C.W.H. v. L.A.S., 538 S.W.3d 488, 495 (Tenn. 2017) (emphasis in original).
Here, the trial court did not make factual findings corresponding to each statutory best interest factor. However, that is not dispositive. While trial courts are required to consider each applicable factor found at section 36-6-106(a), “there is no statutory requirement that the court list every applicable factor along with its conclusion as to how that particular factor impacted the overall custody determination[.]” Grissom v. Grissom, 586 S.W.3d 387, 393 (Tenn. Ct. App. 2019) (quoting Murray v. Murray, No.
M2009-01576-COA-R3-CV, 2010 WL 3852218, at *8 (Tenn. Ct. App. Sept. 28, 2010)). Additionally, “the absence of an explicit discussion of each factor does not mean that they were not considered.” Keisling v. Keisling, 196 S.W.3d 703, 723 (Tenn. Ct. App. 2005). In Keisling, this Court noted that the trial court addressed the “overriding issue” of that case, which was “the effect on the children of [the m]other’s and [g]randparents’ persistent allegations against [the f]ather and their relentless quest for evidence of sexual abuse.” Id.

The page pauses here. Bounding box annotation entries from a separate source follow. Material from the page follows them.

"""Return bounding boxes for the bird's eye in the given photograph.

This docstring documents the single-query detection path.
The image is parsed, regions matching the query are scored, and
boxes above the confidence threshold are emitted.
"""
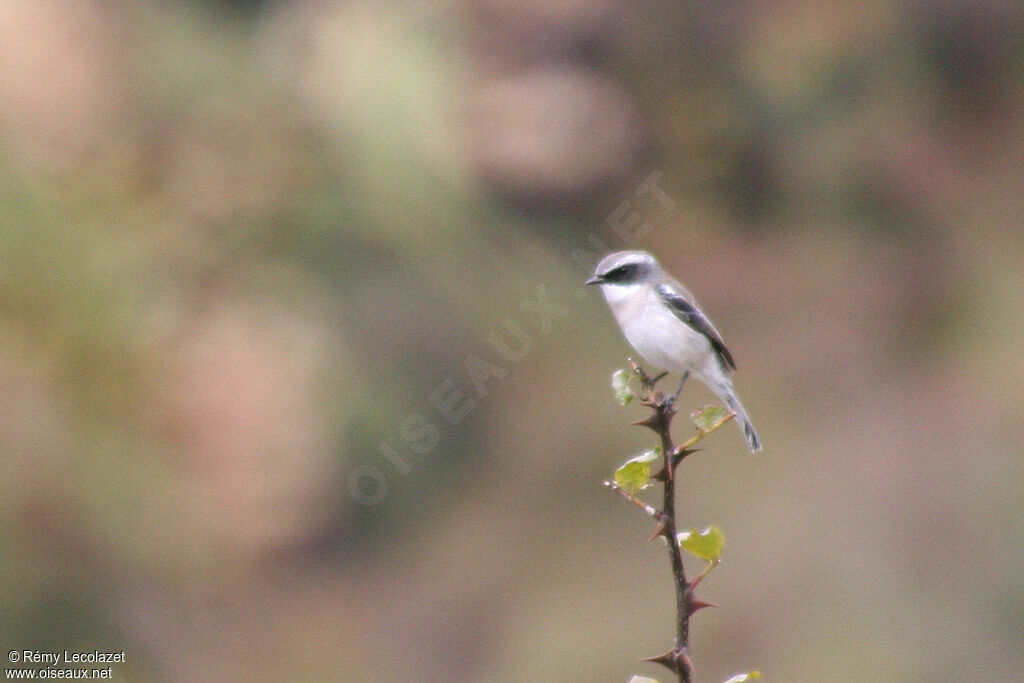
[604,264,636,283]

In its order, the trial court in this case stated that it considered each of the statutory best interest factors and ultimately found that the factors favored Wife. The trial court made factual findings corresponding to best interest factors regarding the stability of the parent-child relationship; the parents’ past and potential for future performance of parenting duties; the degree to which the parent has been primary caregiver; the parties’ fitness to parent; and the importance of continuity for the Children. The trial court found these factors weighed in Wife’s favor based on
the [C]hildren’s need for stability, [Wife’s] history of performing the
majority of the parties’ parenting responsibility, and her having the best
potential to properly perform future parenting responsibilities. The Court has
considered the moral, physical, mental and emotional fitness of each parent
- 15 -as it relates to their ability to parent the [C]hildren and finds [Wife] is clearly
the proper person to do so.
In addition, the trial court identified what clearly is the overriding consideration bearing on custody in this matter—namely, “[Husband’s] long and continuing alcohol abuse occurring both in the presence of [Wife] and [the Children].”

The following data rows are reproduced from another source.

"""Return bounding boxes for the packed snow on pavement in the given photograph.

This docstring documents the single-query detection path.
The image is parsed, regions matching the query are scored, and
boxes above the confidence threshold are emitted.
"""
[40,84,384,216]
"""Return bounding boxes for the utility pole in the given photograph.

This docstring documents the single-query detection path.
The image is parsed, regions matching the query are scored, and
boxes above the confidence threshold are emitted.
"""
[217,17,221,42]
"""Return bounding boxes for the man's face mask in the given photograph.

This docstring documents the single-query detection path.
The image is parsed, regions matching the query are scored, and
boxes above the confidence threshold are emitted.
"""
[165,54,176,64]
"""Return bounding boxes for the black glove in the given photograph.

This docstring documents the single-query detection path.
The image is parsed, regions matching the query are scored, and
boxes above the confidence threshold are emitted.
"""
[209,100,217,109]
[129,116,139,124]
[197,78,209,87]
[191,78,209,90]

Husband argues in his brief that he has successfully parented the Children in the past despite his struggles with alcohol. He observes that, two days before trial, he traveled to a soccer match out of state with one of the Children without any supervision or incident. However, the issue is not whether Husband has ever done anything good or responsible with the Children. He has. The issue is the risk going forward posed by Husband’s alcoholism. Husband reported consuming staggeringly high amounts of alcohol for extended periods of time. He drank up to and including the day of trial. He has gone to great lengths to conceal his dependency. He has displayed erratic behavior and violence in connection with his drinking. Husband received a DUI after undergoing treatment. In short, Husband has a severe problem with alcohol.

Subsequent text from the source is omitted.